Dichroic Atomic Vapor Spectroscopy utilizes the Zeeman effect to create a stable frequency lock for a laser. A vapor cell is placed in a weak longitudinal magnetic field, and linear polarized light passes through the cell. Due to the presence of the weak magnetic field, the absorbtion profiles of the two circularly polarized components (left and right) that comprise the linearly polarized input beam are shifted to higher and lower frequencies, respectively. After passing through the vapor cell, the beam propagates through a quarter-wave plate and a polarizing beamsplitter. A dispersion-like curve is generated, which provides an error signal for the frequency lock.
The following tutorial gives details on the basics of how DAVS spectroscopy works and how it can be utilized to lock a single-frequency laser, and the advantages of our DAVS system.

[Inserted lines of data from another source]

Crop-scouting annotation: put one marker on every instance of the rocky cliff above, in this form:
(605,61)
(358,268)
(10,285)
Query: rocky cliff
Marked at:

Zeeman Splitting due to a Magnetic Field
In the presence of a magnetic field, the hyperfine transitions will be split by the Zeeman effect. In the absence of a magnetic field, the absorption of an atomic vapor is independent of the polarization of the excitation source. This is shown by the red line in Figure 1. If the light is linearly polarized, it can be thought of as a superposition of counter-rotating circular polarizations (left and right).
The DAVS System
The DAVS system consists of an atomic vapor cell in a weak longitudinal magnetic field. The schematic of the system is shown in Figure 2. The input laser light travels through a Glan-Taylor polarizer prior to entering the vapor cell, ensuring that the light is linearly polarized. After propagating through the vapor cell, the beam passes through a quarter-wave plate and a Wollaston prism, which serves as a polarizing beamsplitter.
Figure 2. Schematic of the DAVS system.
Figure 3. Using DAVS, a laser can be locked to any of the zero crossings in the above signal. The circled zero crossings correspond to transitions in atomic Rb, each of which can be tuned by approximately 500 MHz.
Due to the presence of the magnetic field, the absorption profiles will be split as shown in Figure 1; the initial linear polarizer ensures that the light will be in one of the two circular polarization states to interact with the two Zeeman-split absorbtion curves. The quarter-wave plate will map the two circular polarization components into two orthogonal linear polarization components, which are then split by the Wollaston prism to be detected by the balanced detector. The resulting measured signal is the difference between the two Zeman-split absorption curves, and is the yellow line shown in Figure 1.
One of the advantages of the DAVS system lies in the quarter-wave plate. If the waveplate's axes are 45° from the axis of the input Glan-Taylor polarizer, then the two absorption components will be equal in intensity after being split by the Wollaston prism. The laser is locked to the zero-crossing in the signal measured by the balanced detector. The zero crossings for the Rb D2 transition are shown in Figure 3. As the quarter-wave plate is rotated, the two absorption profiles will pass through with differing intensities; this will cause the zero-crossing point to shift; in Thorlabs' DAVS kit, each of the locking points can be tuned by up to 500 MHz, which is referred to as the capture range.